I was wrong, those two things and even when the outside temperature hit 30° the garage never went under 50°. That was enough of a buffer that even when it hit 70° the next day nothing condensed and rusted.

You could of course just put a heater out there at night. Remember you don't have to keep it comfy warm, just warm enough to keep your machines above the dewpoint. It takes a lot less than you think.

Since then I added a shop in back doubling the size of my space and it has a mini-split that keeps it as hot or cold as I like and also dehumidifies but that wasn't particularly cheap.

But one weekend of putting up insulation and leaving the door open to the house was a cheap fast way to completely solve a really annoying rust problem.
 
I am down in Santa Cruz so not that far away but I am within a mile of the ocean so every night it gets wet. I had bought a gable fan with a humidistat and installed it up in the peak area but that ended up being a waste because every night the moist air would turn it on and it would empty the air from the garage and the temp would plummet. That is very bad. Temp change is your enemy.

I use to spend the entire winter (well as winter as it gets here) praying there were none of those really cold nights were the next morning the sun would come out. Instant moisture on everything. My No.4 Cincinnati looked like there was a waterfall on the side. I ended up pointing a heater inside it to try to keep it warm. This was a serious nightmare as I hate messy, rusty tools.

The solution was actually much simpler than you would think. Once I realized the key was just not letting it get that cold (or hot) in the first place. Here are the two things I did that solved the problem completely.

I insulated the roof of the garage. Didn't do the walls initially becuase it was a pain and not that cheap. That fixed half of it.

The second thing I did was just leave the door of the garage open to the house. There is a laundry room there so it didn't effect the temperature of the house at all. To be honest I didn't think it would really help.

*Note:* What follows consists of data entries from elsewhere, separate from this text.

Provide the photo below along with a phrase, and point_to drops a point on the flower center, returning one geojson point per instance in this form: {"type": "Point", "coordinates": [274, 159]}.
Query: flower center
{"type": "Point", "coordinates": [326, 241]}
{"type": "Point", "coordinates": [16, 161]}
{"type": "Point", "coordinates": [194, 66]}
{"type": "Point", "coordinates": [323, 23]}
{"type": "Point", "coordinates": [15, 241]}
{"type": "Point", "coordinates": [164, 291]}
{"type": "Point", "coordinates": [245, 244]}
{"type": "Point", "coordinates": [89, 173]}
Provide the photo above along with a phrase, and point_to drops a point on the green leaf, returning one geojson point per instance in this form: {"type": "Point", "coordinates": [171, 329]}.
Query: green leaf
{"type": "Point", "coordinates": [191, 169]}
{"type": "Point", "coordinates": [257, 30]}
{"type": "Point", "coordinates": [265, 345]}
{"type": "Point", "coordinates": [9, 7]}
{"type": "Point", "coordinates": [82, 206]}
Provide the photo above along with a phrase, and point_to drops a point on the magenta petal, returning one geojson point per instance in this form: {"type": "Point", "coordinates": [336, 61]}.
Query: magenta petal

I was wrong, those two things and even when the outside temperature hit 30° the garage never went under 50°. That was enough of a buffer that even when it hit 70° the next day nothing condensed and rusted.

You could of course just put a heater out there at night. Remember you don't have to keep it comfy warm, just warm enough to keep your machines above the dewpoint. It takes a lot less than you think.

Since then I added a shop in back doubling the size of my space and it has a mini-split that keeps it as hot or cold as I like and also dehumidifies but that wasn't particularly cheap.

But one weekend of putting up insulation and leaving the door open to the house was a cheap fast way to completely solve a really annoying rust problem.

Pretty close to what works for me, save that the annex has a sort of "airlock" barrier with 90-minute rated steel fire doors on self-closing ball-bearing spring hinges isolating it from the residence - either two in succession, or three.

Uber-insulated so that incandescent lamps in the ceiling fixtures, on 24 X 7, cold months, were winter chill-beaters, LED's, same fixtures, less heat, summertime.

The 3000/5000 Watt electric "garage" heaters weren't needed until I got ACTIVE and had an 18-foot wide door opening and closing a lot more often.

Otherwise, once a "charge" of air, full volume, is trapped, it has no more new moisture arriving.
 
Allow me to point out that open shelves are a bad idea in a shop, particularly behind a lathe or mill. Whether door or curtain, some type of front screen to keep chips and dust out is desirable.

I've taken to simply oiling raw wood. I have a good supply of reclaimed CNC way oil. Makes for a nice, water resistant finish that is easily renewed. Getting ready to do my 3/4 ply work bench.